Photo by Stefan Zaklin/Getty Images)

Kerry Picket Political Reporter
Font Size:

WASHINGTON — Elected officials and others in Washington warn that the CIA’s assessment of Russian involvement in the presidential election should not be considered the last word.

Both the FBI and the director of national intelligence, however, reached different conclusions and lawmakers and officials appear irritated that some are using politics to undermine the little information from the intelligence community that has gone public.

New York Republican Rep. Peter King, chairman of the Counterterrorism and Intelligence Subcommittee, told reporters Thursday he never heard anything from the CIA about allegations that Russia tampered with the presidential election.

“To me what happened has been disgraceful. Whatever conclusion they want to come up with is one thing. There is no CIA conclusion. The CIA has repeatedly told us that they have no idea what the intent was, if there is an intent it’s to disrupt the election, create confusion and cast a cloud over the winner. And right now, certain elements of the media, certain elements of the intelligence community and certain politicians are really doing the work of the Russians. They’re creating this uncertain over the election,” King said.

He went on to say, “This is several days before the Electoral College. I’ve been in briefing after briefing and even in public statements the director of national intelligence, the director of the FBI have all said they don’t know what the motive is, if there is a motive it was to disrupt the election, not to prefer one candidate over the other. To suddenly have it appear in the Washington Post and the New York Times that the intelligence community…has concluded this. Who? Who in the CIA? Is it John Brennan? Is it some rogue person behind a desk somewhere? People in the intelligence community are using this against the president-elect of the United States and that is disgraceful.”

Outgoing Secretary of State John Kerry downplayed the intelligence reports relating to Russia’s involvement in the election as well telling reporters at a Thursday briefing, “Well, let me – look, I am not going to start making comments at this point.

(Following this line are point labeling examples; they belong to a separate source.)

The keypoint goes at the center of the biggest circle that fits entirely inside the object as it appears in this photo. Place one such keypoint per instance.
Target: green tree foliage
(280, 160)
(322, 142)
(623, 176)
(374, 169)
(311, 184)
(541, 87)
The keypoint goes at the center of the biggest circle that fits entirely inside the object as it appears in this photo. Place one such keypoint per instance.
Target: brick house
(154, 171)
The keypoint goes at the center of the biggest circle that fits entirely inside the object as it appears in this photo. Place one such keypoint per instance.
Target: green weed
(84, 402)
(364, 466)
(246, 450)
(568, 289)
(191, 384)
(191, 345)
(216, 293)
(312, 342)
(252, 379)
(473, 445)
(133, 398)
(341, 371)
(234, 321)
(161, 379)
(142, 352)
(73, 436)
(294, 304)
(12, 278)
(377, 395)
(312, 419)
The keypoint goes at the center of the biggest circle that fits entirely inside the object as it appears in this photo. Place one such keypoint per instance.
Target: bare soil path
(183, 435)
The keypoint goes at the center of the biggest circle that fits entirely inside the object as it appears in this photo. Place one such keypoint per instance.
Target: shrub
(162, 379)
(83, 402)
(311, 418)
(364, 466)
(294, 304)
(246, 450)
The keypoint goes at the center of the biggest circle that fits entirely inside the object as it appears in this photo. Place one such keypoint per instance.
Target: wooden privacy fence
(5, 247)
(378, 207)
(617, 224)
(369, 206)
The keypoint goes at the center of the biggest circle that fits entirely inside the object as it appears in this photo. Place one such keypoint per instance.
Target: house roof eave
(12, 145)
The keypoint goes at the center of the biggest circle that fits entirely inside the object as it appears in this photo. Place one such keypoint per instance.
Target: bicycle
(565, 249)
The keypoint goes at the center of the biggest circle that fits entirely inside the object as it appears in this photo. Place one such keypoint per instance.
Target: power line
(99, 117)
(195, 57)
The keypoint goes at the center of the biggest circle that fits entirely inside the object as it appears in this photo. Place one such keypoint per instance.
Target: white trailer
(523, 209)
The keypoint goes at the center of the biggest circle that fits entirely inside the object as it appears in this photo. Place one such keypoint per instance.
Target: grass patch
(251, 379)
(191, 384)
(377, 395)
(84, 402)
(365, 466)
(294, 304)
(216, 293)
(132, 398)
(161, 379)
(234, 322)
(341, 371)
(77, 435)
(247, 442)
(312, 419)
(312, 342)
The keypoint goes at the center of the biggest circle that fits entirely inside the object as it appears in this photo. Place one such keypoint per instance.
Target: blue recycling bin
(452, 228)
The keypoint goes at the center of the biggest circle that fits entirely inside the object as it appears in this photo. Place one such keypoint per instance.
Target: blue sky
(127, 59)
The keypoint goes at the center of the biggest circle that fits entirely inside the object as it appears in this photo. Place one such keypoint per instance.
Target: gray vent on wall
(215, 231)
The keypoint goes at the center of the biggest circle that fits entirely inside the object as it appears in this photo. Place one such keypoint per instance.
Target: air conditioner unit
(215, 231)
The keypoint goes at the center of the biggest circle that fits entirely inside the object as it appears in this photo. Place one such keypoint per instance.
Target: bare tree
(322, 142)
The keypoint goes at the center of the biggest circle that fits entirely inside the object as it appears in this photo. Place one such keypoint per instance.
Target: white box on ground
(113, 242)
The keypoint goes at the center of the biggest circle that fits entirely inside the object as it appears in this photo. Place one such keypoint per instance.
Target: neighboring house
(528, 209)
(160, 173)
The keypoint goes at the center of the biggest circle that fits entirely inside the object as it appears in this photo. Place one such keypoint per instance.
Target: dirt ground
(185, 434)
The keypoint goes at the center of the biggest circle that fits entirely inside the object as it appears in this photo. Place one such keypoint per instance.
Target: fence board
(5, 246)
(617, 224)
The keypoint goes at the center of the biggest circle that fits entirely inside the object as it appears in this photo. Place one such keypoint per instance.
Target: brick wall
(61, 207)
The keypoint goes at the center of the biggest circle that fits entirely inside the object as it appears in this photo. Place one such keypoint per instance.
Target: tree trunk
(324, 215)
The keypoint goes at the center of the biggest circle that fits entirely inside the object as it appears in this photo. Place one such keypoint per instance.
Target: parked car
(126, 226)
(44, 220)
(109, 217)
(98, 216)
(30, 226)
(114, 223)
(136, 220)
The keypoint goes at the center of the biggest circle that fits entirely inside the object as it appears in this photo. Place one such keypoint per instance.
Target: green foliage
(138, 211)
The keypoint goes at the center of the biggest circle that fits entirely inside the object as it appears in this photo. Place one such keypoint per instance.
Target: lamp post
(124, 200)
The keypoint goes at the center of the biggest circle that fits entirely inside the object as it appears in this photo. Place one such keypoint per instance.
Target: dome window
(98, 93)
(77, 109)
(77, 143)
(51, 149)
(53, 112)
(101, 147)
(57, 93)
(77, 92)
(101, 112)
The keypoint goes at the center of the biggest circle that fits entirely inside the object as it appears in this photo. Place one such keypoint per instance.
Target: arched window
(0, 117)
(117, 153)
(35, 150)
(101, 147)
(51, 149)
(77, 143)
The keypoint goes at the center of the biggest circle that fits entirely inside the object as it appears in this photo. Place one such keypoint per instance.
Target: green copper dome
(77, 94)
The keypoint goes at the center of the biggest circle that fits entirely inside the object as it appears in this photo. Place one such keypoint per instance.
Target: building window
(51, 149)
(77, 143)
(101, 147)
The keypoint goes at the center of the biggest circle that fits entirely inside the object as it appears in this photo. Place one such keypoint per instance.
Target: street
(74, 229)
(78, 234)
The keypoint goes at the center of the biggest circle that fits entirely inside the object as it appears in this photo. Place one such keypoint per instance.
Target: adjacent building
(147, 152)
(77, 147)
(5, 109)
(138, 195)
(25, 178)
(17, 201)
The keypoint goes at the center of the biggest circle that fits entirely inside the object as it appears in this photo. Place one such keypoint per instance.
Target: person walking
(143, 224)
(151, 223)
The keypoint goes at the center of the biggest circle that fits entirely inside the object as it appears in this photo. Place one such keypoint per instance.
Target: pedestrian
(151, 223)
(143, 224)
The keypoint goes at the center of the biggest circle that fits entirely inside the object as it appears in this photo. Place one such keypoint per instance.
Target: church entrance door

I haven’t commented on this publicly because of the job I do.”

He added, “I’m not going to comment on anonymous reports from ‘intelligence officials’ that are not identified that have quotes around the concept of intelligence officials,” Kerry went on to say.

One intelligence source close to the CIA told The Daily Caller on Tuesday pointed the finger directly at CIA Director John Brennan as the person at the agency pushing a political agenda behind the scenes.

“The bigger issue with Brennan is he strictly is a political operative… I know the guys at the operational level at the agency are not happy that he’s out there doing this stuff. He’s committing the same exact mistake that Comey made with the bureau. It goes to the security organization becoming so politicized that they are polluting the way the system even works,” the source said.

Others have made this assertion about Brennan including a former Army intelligence officer, The Daily Caller previously reported.

House Intelligence Committee Chairman Devin Nunes, who is spearheading the House investigation on allegations of Russia’s efforts to taint the election became frustrated with the intelligence community Thursday when four agencies — the CIA, the FBI, the National Security Agency and Office of the Director of National Intelligence — refused to come to Capitol Hill to brief his committee on the matter, asking instead for a delay.

“The Committee is deeply concerned that intransigence in sharing intelligence with Congress can enable the manipulation of intelligence for political purposes. The Committee will continue its efforts and will insist that we receive all the necessary cooperation from the relevant leaders of the Intelligence Community,” Nunes remarked in a statement released Wednesday.